Тяжелую коляску Бабаня привычно толкала бедром, позволяя ей скатываться и ловко разворачивая на площадках. При достаточном опыте даже холодильники можно втаскивать на двадцатый этаж, опыт же у Бабани был не просто достаточный, а колоссальный.
Оставив Ирку во дворе, Бабаня решила сбегать в магазин.
— Может, ты со мной?
— Не хочу. Я здесь подожду. Ирка поехала по двору. В детстве он казался ей
огромным. Теперь она ясно видела, что дворик-то, в общем, небольшой. Футбольное поле с разодранной сеткой, детская площадка, четырехугольник домов, несколько случайных деревьев.
— Сейчас я закрою глаза, а когда открою, все окажется сном! Я окажусь в вагончике в Сокольниках, рядом будет ворчать Антигон… А потом придет Бэтла… да, Бэтла, — сказала себе Ирка, с полной убежденностью, что все так и будет.
Она закрыла глаза, сильно закрыла, до боли, а когда распахнула их, то снова увидела четырехугольник домов и свежепокрашенную детскую площадку со скрипучими качелями.
И снова к Ирке подошла тоска и холодными, как троллейбусные поручни, пальцами взяла ее за горло.
Ирке захотелось заорать так, чтобы люди выглядывали в окна. А потом кто-нибудь позвонил бы, и ее увезли бы в психушку. И пусть она разлетится осколками, как стеклянная ваза. Безумие было рядом, похожее на старуху с зубами из разноцветного фарфора. Один зуб синий, другой красный, третий зеленый. И все треугольные.

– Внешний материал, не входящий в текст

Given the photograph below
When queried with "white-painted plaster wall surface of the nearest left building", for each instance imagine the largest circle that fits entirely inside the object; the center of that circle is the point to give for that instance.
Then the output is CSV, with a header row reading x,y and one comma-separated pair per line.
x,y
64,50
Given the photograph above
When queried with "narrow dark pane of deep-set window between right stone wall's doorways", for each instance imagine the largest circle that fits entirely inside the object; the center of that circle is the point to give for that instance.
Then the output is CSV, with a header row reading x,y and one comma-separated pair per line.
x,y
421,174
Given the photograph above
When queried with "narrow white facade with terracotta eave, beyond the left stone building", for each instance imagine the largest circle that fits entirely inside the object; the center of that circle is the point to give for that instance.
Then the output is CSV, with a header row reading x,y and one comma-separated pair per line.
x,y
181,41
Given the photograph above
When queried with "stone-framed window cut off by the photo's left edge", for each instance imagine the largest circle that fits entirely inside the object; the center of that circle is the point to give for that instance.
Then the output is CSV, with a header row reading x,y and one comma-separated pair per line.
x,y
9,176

«Нет! — сказала она себе. — Успокойся! Надо не так! Надо ничего не желать, и тогда любое счастье станет подарком. Луч солнца, желтый лист, проклюнувшийся в цветочном горшке росток — все».

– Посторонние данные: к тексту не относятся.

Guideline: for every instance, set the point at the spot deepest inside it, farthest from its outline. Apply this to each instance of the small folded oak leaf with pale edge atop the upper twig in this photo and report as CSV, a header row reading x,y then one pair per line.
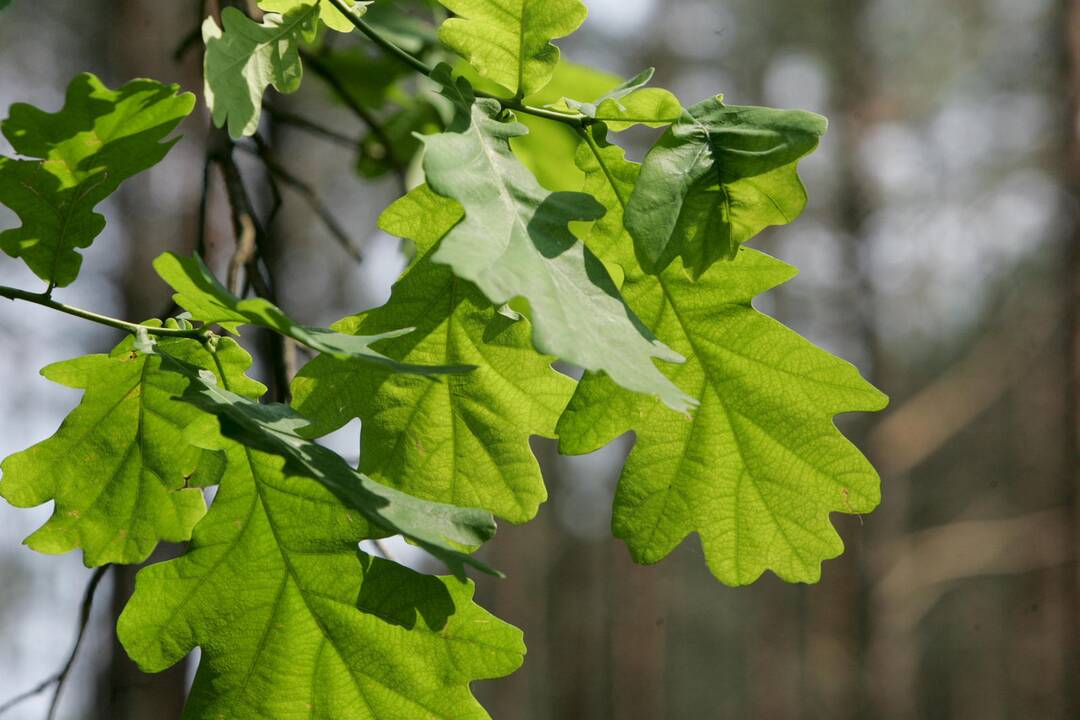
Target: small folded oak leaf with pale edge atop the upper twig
x,y
630,104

«Подумаешь, росток! — заспорил в ней другой голос. — У тебя было копье валькирии, возможность телепортировать куда угодно, хоть на океанский берег, а что у тебя есть сейчас? Две руки и два колеса?»

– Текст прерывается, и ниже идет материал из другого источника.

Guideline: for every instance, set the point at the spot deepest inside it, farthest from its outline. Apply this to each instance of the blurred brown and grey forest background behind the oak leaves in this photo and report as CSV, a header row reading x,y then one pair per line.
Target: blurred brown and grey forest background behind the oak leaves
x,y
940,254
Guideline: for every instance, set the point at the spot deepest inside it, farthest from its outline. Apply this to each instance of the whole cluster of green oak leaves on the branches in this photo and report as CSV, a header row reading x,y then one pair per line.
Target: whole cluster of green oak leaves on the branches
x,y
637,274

Ирка отогнала этот голос, не исключая, что это опять брызги расплавленного комиссионера. Мало ли их она в свое время пригвоздила копьем?
«Перестань! Не думай о том, что было! Значит, так повернула дорога. Бывает дождь, а бывает солнце. Когда вокруг серо, безнадежно, пусто, хочется уткнуться лицом и лежать, тогда надо просто идти. Можно считать шаги, можно не считать. Надо просто идти! И мыслить не годами, которые кажутся бесконечными, а днями…»
«Ага, днями! Тело на тележке! Пошевели хоть пальцем ноги!» — улюлюкал осколок расплавленного комиссионера.
Ирка уже поняла, что отвечать ему бесполезно. Все равно не замолчит. Надо думать что-то свое. И стала думать, что клавиатуру, на которой печатает, она зальет чаем и выкинет через год. Пижама пойдет на тряпки гораздо быстрее. Бабаня слишком много рвения вкладывает в отбеливание. Ею будут месяца полтора вытирать пол, а потом она окажется в ведре. Ручки, тетради, предметы, которые на столе — все исчезнет быстрее. Пройдет время, и мое тело где-нибудь упадет и останется лежать. И ему будет безразлично, что на него садятся мухи. Его запакуют в ящик, оно окажется такой же фальшью, как эта ручка, или клавиатура, или пижама. Здесь тупик. Здесь искать бесполезно.